House Robber III
Total Accepted: 5903 Total Submissions: 16011 Difficulty: Medium
The thief has found himself a new place for his thievery again.
There is only one entrance to this area, called the "root." Besides the root, each house has one and only one parent house.
After a tour, the smart thief realized that "all houses in this place forms a binary tree".
It will automatically contact the police if two directly-linked houses were broken into on the same night.

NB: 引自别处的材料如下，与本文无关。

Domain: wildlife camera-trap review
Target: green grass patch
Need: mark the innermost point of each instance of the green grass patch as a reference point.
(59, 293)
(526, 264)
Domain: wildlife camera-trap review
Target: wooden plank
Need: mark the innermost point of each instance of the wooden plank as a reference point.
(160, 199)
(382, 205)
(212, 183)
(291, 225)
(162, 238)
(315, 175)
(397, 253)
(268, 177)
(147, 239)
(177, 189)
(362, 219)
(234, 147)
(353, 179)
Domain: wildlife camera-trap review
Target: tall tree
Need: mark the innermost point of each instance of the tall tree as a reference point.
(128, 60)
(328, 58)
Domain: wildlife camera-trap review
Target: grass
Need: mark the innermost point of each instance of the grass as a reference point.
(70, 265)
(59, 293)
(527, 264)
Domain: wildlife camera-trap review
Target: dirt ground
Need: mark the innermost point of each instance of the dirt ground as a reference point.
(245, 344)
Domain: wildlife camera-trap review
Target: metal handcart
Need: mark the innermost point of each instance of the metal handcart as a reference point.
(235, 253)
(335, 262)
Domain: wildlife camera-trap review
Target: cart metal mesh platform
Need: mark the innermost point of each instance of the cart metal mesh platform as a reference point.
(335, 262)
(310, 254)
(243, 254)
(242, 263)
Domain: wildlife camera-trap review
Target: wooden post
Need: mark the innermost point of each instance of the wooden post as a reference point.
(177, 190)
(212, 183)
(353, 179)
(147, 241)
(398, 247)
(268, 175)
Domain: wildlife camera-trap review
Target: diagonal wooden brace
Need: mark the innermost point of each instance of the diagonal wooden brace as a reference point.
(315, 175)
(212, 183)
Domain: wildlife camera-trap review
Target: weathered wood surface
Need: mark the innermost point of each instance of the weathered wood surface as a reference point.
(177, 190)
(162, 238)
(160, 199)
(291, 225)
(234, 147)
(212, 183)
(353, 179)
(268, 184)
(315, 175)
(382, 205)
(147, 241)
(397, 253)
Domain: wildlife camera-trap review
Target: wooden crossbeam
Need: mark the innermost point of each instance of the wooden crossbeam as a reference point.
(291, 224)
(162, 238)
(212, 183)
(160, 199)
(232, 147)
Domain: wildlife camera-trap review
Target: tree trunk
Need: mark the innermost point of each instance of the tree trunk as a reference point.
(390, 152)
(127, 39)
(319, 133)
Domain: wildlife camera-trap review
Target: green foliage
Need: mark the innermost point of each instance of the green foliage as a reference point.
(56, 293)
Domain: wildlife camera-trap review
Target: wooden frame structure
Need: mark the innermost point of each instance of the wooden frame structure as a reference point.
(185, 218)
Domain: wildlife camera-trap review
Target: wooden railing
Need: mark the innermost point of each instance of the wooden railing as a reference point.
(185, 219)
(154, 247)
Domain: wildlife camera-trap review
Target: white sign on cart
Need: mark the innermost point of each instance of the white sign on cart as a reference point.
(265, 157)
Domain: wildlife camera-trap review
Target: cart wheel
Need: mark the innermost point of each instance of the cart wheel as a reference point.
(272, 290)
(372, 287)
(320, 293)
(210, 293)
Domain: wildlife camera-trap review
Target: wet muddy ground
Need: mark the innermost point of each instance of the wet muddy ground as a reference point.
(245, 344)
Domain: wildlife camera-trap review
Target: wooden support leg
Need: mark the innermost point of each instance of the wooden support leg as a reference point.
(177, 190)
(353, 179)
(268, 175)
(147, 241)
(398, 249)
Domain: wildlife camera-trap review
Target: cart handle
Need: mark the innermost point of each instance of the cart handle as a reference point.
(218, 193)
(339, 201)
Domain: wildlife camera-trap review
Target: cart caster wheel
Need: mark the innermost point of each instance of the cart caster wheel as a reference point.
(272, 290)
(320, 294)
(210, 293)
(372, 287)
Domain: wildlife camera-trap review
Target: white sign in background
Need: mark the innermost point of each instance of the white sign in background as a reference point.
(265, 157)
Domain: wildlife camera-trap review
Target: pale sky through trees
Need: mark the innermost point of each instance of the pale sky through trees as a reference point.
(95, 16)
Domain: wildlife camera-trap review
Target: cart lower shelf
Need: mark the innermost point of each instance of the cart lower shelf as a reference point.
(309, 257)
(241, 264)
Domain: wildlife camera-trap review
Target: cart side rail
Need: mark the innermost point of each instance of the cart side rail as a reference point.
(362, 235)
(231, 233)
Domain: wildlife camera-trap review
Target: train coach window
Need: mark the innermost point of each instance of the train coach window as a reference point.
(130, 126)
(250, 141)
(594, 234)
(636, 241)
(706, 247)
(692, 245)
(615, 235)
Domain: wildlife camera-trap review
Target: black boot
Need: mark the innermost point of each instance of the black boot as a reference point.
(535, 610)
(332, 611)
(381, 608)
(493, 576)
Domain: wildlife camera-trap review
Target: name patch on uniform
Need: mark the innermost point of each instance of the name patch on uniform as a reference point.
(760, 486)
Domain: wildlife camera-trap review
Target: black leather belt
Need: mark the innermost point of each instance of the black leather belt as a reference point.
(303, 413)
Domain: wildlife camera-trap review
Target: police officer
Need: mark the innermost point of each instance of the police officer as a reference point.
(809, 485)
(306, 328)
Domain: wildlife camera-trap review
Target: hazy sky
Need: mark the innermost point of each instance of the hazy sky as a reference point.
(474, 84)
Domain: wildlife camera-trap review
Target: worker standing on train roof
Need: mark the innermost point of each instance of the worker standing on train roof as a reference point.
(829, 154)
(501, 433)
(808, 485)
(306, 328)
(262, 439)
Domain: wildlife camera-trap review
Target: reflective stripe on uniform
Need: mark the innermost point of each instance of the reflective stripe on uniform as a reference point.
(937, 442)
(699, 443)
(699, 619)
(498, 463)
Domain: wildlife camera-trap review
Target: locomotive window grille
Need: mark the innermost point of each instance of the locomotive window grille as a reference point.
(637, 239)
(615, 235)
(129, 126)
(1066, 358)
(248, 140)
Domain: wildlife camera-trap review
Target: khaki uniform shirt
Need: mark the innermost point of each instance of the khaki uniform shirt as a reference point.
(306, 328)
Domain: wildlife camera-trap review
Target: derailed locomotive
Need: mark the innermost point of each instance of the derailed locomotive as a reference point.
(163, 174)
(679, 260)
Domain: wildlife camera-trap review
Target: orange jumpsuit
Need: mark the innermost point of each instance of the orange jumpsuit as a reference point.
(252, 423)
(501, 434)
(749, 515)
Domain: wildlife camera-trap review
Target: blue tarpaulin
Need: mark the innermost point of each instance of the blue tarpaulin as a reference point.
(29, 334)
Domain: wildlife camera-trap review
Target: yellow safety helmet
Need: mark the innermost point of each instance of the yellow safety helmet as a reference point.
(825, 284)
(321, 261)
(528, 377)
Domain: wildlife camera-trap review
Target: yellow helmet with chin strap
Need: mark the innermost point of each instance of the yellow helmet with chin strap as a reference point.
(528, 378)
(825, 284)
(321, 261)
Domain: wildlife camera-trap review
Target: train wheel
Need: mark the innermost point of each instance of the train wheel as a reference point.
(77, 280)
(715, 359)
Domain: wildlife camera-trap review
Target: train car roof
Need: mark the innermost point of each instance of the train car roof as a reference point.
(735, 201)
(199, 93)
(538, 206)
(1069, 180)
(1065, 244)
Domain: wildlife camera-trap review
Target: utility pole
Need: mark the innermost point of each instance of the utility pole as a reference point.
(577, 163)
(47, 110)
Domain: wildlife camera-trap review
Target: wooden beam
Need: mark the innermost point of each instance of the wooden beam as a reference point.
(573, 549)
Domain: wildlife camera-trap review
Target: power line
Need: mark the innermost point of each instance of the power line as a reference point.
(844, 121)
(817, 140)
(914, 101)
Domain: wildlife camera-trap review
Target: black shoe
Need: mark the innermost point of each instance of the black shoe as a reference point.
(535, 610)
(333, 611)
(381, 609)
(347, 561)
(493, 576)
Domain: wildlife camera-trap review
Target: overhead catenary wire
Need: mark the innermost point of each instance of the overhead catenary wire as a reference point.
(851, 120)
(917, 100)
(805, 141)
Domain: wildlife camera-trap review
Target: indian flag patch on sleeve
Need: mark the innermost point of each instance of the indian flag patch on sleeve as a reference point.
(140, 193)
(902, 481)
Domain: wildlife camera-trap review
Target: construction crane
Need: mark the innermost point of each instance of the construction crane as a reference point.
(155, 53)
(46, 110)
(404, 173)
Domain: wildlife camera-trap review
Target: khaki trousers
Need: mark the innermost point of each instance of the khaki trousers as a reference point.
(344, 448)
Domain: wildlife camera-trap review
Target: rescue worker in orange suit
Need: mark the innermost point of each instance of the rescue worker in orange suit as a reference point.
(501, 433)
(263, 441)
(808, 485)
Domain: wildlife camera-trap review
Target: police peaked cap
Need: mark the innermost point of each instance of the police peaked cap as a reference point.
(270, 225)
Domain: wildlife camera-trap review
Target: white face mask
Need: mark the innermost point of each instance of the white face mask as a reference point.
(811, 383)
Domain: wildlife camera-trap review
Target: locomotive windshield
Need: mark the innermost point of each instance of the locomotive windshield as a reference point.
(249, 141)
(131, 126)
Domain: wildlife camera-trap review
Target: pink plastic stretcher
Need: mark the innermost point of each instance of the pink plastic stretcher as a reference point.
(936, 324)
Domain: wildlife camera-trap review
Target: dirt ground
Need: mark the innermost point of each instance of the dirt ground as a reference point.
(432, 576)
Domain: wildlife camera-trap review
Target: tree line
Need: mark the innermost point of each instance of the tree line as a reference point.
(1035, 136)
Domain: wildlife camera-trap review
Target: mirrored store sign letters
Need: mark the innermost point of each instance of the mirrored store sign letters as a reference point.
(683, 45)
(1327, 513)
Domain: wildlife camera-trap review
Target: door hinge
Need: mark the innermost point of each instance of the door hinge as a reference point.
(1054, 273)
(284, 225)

Determine the maximum amount of money the thief can rob tonight without alerting the police.
Example 1:
3
/ \
2 3
\ \
3 1
Maximum amount of money the thief can rob = 3 + 3 + 1 = 7.
Example 2:
3
/ \
4 5
/ \ \
1 3 1
Maximum amount of money the thief can rob = 4 + 5 = 9.
思路
- 二叉树一来就想到了递归规律
- 分别找左子树,右子树,以及左子树的左右,右子树的左右sum
- leetcode跑出来600ms,有点长,然后想到了记忆化
- 然后用hashmap来做记忆化优化就可以了
- 记忆化后跑出来 8ms
public class Solution {
Map<TreeNode, Integer> = new HashMap<TreeNode, Integer>();
public int rob(TreeNode root) {
if (root == null) {
return 0;
}
int leftChild = 0;
int rightChild = 0;
int leftGrandChild = 0;
int rightGrandChild = 0;
if (root.left != null) {
leftChild = rob(root.left);
leftGrandChild = rob(root.left.left) + rob(root.left.right);
}
if (root.right != null) {
rightChild = rob(root.right);
rightGrandChild = rob(root.right.left) + rob(root.right.right);
}
return Math.max(leftGrandChild + rightGrandChild + root.val, leftChild + rightChild);
}
}
优化
public class Solution {
Map<TreeNode, Integer> map = new HashMap<TreeNode, Integer>();
public int rob(TreeNode root) {
if (root == null) {
return 0;
}
if (map.containsKey(root)) {
return map.get(root);
}
int leftChild = 0;
int rightChild = 0;
int leftGrandChild = 0;
int rightGrandChild = 0;
if (root.left != null) {
leftChild = rob(root.left);
leftGrandChild = rob(root.left.left) + rob(root.left.right);
}
if (root.right != null) {
rightChild = rob(root.right);
rightGrandChild = rob(root.right.left) + rob(root.right.right);
}
int sum = Math.max(leftGrandChild + rightGrandChild + root.val, leftChild + rightChild);
map.put(root, sum);
return sum;
}
}
另一种思路
public int rob(TreeNode root) {
if(root == null)
return 0;
int[] result = helper(root);
return Math.max(result[0], result[1]);
}
public int[] helper(TreeNode root){
if(root == null){
int[] result = {0, 0};
return result;
}
int[] result = new int[2];
int[] left = helper(root.left);
int[] right = helper (root.right);
result[0] = root.val + left[1] + right[1];
result[1] = Math.max(left[0], left[1]) + Math.max(right[0], right[1]);
return result;
}